Posted: Mon Dec 15, 2008 5:57 pm
by btilly
I suggested this one as a PE problem but never got a response. Perhaps they thought it required too much physics, even though I stated all of the necessary physics.

Eddie the electrician gets bored with circuits wired in series and parallel, and decides to try something more complicated. He takes the numbers from 1 to 100 and makes the following connections with wires with 1 ohm resistors in the middle.
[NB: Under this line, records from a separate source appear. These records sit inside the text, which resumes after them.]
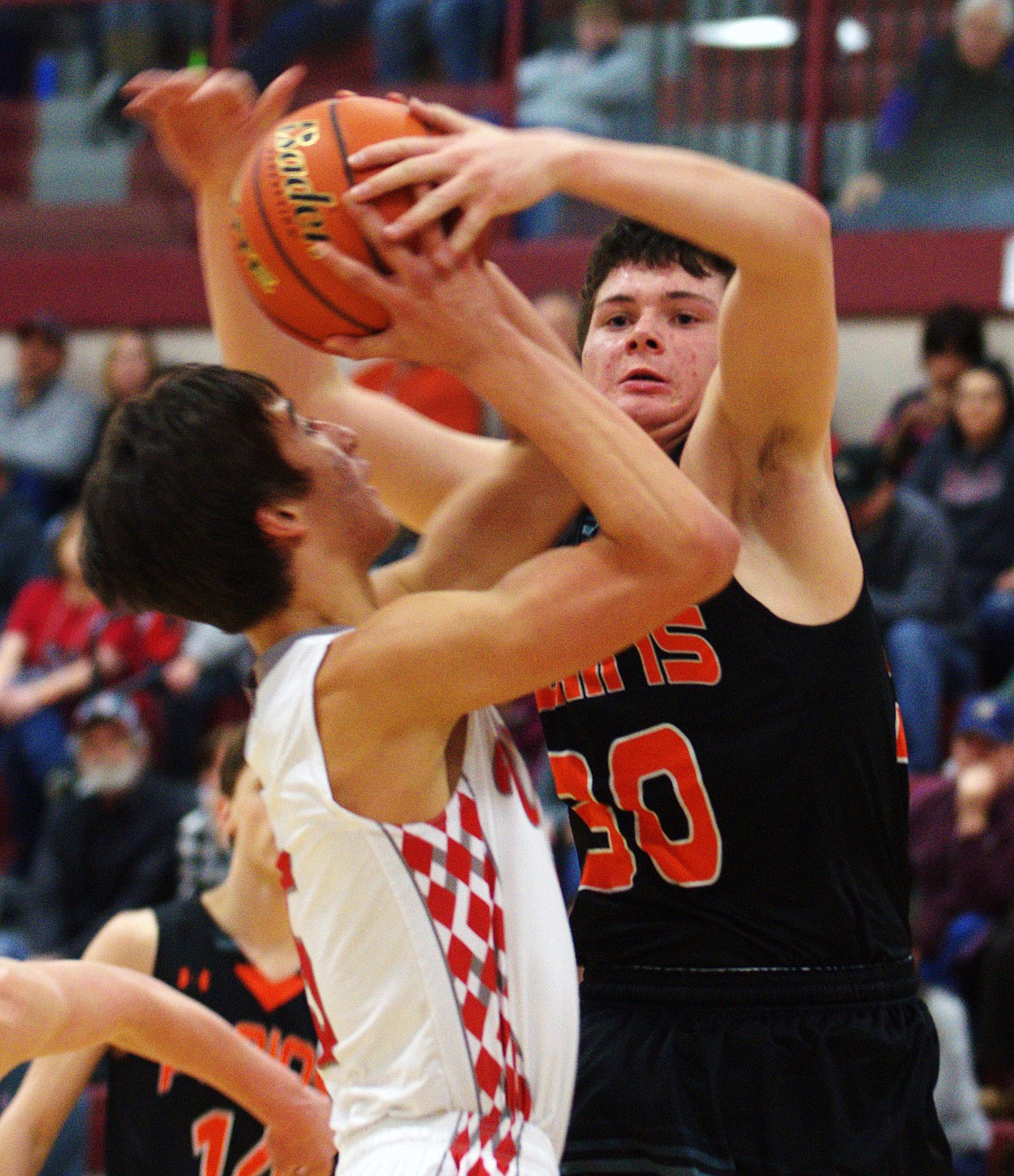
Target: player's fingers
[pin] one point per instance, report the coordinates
(278, 95)
(393, 151)
(353, 272)
(145, 80)
(435, 204)
(466, 232)
(441, 118)
(432, 237)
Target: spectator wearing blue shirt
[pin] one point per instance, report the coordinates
(911, 562)
(47, 426)
(945, 137)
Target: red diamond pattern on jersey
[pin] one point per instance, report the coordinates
(457, 878)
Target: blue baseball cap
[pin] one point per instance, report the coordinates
(990, 715)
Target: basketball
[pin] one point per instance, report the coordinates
(289, 198)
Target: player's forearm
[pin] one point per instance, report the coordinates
(414, 462)
(760, 224)
(55, 1007)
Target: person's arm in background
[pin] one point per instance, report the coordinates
(52, 1007)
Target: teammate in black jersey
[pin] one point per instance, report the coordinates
(750, 1000)
(232, 951)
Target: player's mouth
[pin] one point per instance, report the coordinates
(644, 380)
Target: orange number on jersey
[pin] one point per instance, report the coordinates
(210, 1137)
(664, 750)
(611, 867)
(256, 1162)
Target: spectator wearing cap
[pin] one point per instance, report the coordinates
(23, 554)
(109, 846)
(909, 557)
(47, 426)
(961, 839)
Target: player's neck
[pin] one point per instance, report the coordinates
(333, 598)
(252, 909)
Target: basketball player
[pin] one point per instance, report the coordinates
(420, 887)
(744, 906)
(230, 949)
(47, 1007)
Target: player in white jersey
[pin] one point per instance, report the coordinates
(434, 938)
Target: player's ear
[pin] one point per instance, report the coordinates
(283, 521)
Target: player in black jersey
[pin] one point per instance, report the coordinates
(233, 952)
(737, 776)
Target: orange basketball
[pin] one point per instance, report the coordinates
(289, 198)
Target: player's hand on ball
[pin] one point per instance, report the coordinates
(205, 124)
(302, 1143)
(439, 312)
(484, 171)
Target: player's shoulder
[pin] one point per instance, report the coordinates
(129, 939)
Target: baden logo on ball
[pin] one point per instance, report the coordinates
(289, 198)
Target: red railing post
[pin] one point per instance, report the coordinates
(513, 43)
(221, 49)
(816, 33)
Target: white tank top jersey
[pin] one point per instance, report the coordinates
(437, 955)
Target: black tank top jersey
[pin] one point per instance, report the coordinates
(739, 793)
(162, 1123)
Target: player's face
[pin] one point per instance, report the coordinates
(652, 345)
(340, 500)
(247, 823)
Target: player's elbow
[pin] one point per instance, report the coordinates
(710, 553)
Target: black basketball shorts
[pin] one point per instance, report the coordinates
(756, 1073)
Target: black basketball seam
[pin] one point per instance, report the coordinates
(332, 109)
(300, 277)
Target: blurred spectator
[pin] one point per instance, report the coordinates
(432, 392)
(957, 1090)
(23, 550)
(129, 366)
(203, 853)
(952, 342)
(961, 840)
(46, 426)
(944, 140)
(911, 562)
(461, 33)
(603, 86)
(111, 846)
(299, 27)
(560, 310)
(58, 643)
(210, 668)
(968, 471)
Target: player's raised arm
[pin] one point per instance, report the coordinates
(51, 1007)
(777, 343)
(205, 124)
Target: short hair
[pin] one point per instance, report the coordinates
(171, 504)
(1006, 10)
(954, 329)
(233, 763)
(632, 243)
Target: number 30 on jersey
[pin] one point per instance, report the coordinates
(662, 750)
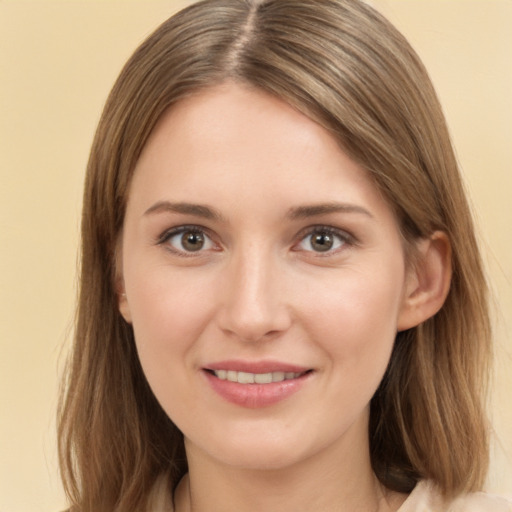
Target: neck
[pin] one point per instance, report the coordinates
(319, 483)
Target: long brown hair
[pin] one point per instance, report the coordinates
(347, 68)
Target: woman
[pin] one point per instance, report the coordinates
(282, 303)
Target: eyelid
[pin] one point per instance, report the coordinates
(347, 238)
(164, 237)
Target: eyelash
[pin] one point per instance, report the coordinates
(345, 238)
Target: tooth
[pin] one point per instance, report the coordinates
(278, 376)
(245, 378)
(263, 378)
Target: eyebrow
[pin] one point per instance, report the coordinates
(295, 213)
(198, 210)
(303, 212)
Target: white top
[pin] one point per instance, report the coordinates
(424, 498)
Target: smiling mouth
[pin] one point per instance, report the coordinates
(256, 378)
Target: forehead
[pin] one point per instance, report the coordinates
(232, 140)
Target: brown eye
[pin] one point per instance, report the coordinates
(186, 239)
(192, 241)
(322, 242)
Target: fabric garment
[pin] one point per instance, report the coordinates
(424, 498)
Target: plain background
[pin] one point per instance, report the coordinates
(58, 60)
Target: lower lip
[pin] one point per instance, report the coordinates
(254, 396)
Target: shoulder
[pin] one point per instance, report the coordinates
(426, 498)
(160, 499)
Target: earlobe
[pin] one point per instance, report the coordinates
(123, 306)
(428, 281)
(122, 301)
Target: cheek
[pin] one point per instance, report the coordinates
(169, 312)
(354, 318)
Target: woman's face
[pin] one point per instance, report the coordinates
(264, 277)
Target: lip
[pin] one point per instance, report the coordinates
(255, 396)
(256, 366)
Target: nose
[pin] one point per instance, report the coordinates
(253, 297)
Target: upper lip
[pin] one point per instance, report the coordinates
(256, 366)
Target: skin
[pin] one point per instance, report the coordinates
(259, 289)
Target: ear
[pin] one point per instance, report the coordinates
(122, 300)
(428, 281)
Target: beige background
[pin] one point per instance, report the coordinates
(58, 60)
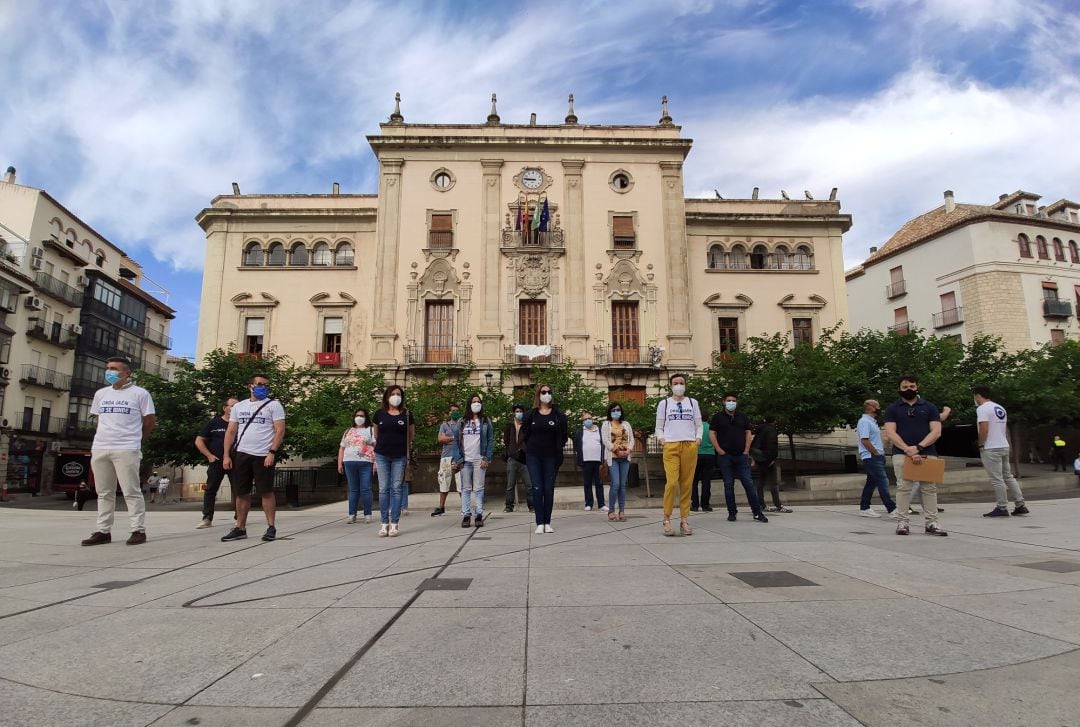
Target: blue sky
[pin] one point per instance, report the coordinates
(135, 115)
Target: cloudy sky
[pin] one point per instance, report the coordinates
(135, 115)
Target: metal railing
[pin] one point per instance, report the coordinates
(434, 357)
(511, 357)
(947, 318)
(57, 288)
(45, 377)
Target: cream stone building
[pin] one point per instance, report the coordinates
(1010, 269)
(443, 268)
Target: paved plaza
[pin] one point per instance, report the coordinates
(820, 617)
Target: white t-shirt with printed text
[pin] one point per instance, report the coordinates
(120, 415)
(258, 436)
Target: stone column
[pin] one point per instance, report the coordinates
(576, 334)
(679, 351)
(489, 335)
(383, 328)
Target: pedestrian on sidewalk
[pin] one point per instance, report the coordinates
(252, 442)
(210, 442)
(356, 461)
(914, 425)
(447, 476)
(619, 439)
(590, 452)
(543, 434)
(125, 417)
(730, 431)
(872, 456)
(993, 421)
(514, 455)
(678, 430)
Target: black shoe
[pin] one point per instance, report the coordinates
(234, 534)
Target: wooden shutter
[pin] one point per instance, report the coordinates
(624, 341)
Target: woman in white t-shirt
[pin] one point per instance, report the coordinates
(355, 460)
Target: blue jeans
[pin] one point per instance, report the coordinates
(359, 475)
(738, 466)
(619, 469)
(542, 472)
(391, 476)
(472, 488)
(876, 479)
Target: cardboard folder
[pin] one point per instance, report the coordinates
(928, 470)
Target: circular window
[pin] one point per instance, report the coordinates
(442, 179)
(621, 182)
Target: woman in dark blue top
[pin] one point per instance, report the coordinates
(543, 434)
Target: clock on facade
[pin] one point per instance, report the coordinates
(531, 178)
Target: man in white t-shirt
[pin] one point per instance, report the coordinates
(255, 433)
(994, 450)
(125, 417)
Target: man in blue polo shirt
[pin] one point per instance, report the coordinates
(913, 425)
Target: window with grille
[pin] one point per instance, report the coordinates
(439, 331)
(624, 340)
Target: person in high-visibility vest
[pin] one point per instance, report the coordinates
(1057, 453)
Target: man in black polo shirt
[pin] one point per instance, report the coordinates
(211, 443)
(730, 432)
(913, 425)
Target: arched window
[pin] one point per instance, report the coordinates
(298, 255)
(715, 257)
(1058, 251)
(253, 254)
(343, 254)
(802, 258)
(782, 258)
(737, 259)
(758, 257)
(275, 254)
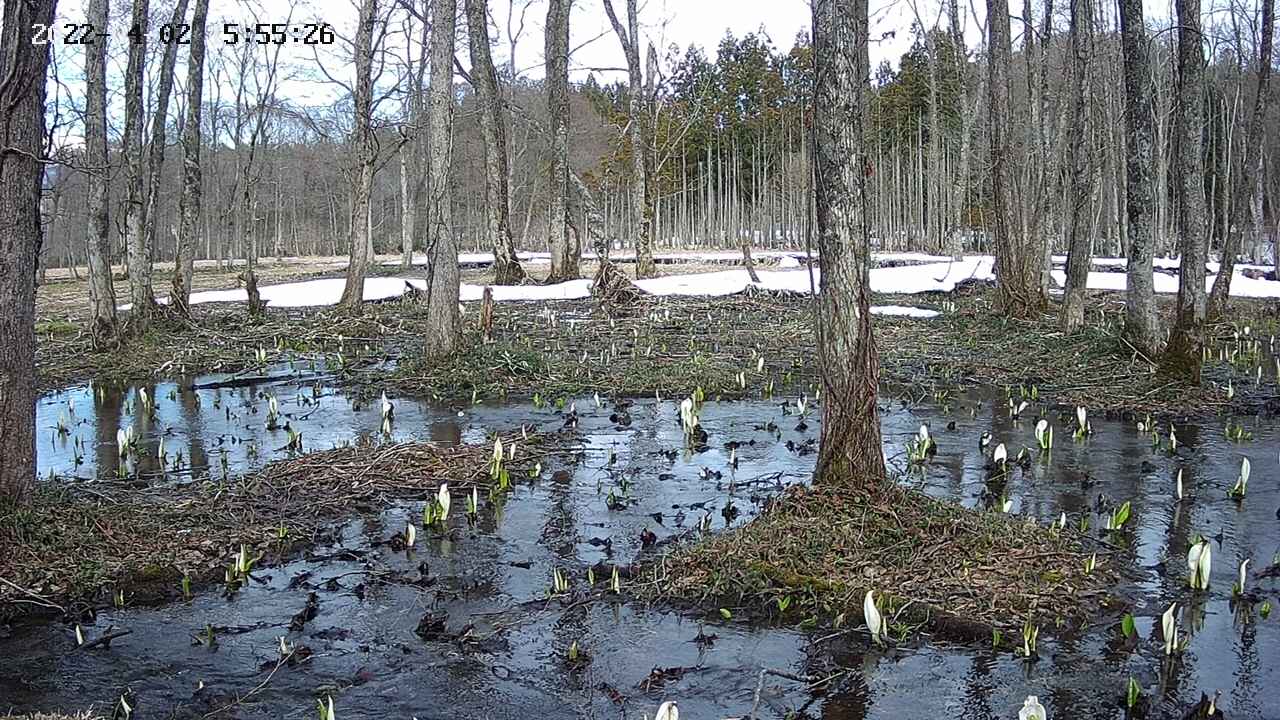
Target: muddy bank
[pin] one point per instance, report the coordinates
(141, 540)
(671, 345)
(498, 633)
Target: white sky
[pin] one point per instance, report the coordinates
(662, 22)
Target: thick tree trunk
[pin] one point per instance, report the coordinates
(1248, 180)
(1018, 259)
(365, 155)
(135, 210)
(192, 188)
(636, 123)
(507, 269)
(1079, 236)
(563, 259)
(850, 449)
(22, 144)
(1183, 354)
(1141, 323)
(101, 290)
(156, 145)
(443, 327)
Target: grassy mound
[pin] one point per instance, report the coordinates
(72, 543)
(952, 570)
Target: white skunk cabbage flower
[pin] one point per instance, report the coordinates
(1200, 560)
(1240, 574)
(1032, 710)
(688, 419)
(442, 497)
(874, 623)
(1170, 629)
(1242, 483)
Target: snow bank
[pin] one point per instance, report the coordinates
(937, 276)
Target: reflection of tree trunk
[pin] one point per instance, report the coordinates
(22, 139)
(749, 261)
(507, 269)
(106, 420)
(1183, 354)
(192, 192)
(850, 449)
(443, 328)
(101, 290)
(196, 455)
(1247, 191)
(1141, 327)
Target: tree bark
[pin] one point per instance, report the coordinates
(135, 209)
(1182, 356)
(156, 144)
(192, 176)
(443, 327)
(636, 122)
(365, 159)
(850, 447)
(101, 290)
(1018, 260)
(1079, 236)
(563, 259)
(507, 269)
(22, 145)
(1248, 187)
(1141, 324)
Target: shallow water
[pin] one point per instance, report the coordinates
(496, 575)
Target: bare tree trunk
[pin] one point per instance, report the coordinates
(563, 260)
(636, 119)
(1079, 236)
(507, 269)
(1141, 323)
(1249, 177)
(408, 204)
(365, 156)
(443, 328)
(22, 144)
(192, 188)
(850, 449)
(1018, 261)
(1183, 354)
(101, 290)
(136, 240)
(156, 145)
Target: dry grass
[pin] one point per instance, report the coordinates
(74, 542)
(955, 572)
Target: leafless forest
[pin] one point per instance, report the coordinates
(725, 141)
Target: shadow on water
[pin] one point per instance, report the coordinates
(503, 645)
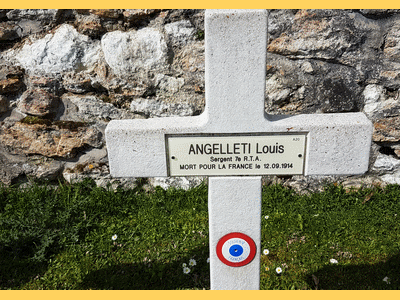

First he connects 1 to 2, 2 to 3, ..., 99 to 100. Then he connects 2 to 4, 4 to 6, ..., 98 to 100. Then he connects 3 to 6, 6 to 9, ..., 96 to 99. And so on up to his final wire connecting 50 to 100.

He then measures the resistance of the whole network from 1 to 100. What resistance does he find?

Physics Reminder: In an electrical circuit, V = IR where V is the voltage in volts, I is the current in amps, and R the resistance in ohms. Furthermore current is neither created nor destroyed in simple circuits.

Re: Resistance of a network

Posted: Tue Dec 16, 2008 6:13 pm
by harryh
2.266378... ohms
And when Eddie's brother got more ambitious and repeated the trick with numbers 1..1000, he found 2.222733... ohms.
Furthermore current is neither created nor destroyed in simple circuits.
This doesnot look like a simple circuit to me, but I assumed that the same premise holds :)

Re: Resistance of a network

Posted: Tue Dec 16, 2008 11:50 pm
by btilly
harryh wrote:2.266378... ohms
And when Eddie's brother got more ambitious and repeated the trick with numbers 1..1000, he found 2.222733... ohms.
Yup!
harryh wrote:
Furthermore current is neither created nor destroyed in simple circuits.
This does not look like a simple circuit to me, but I assumed that the same premise holds :)
There are no capacitors and we don't have alternating current, so yes it is a simple circuit. Albeit a complicated one.

I included that fact because I didn't want to rely on any physics knowledge that people might not know, but highlighting that fact does make it easier.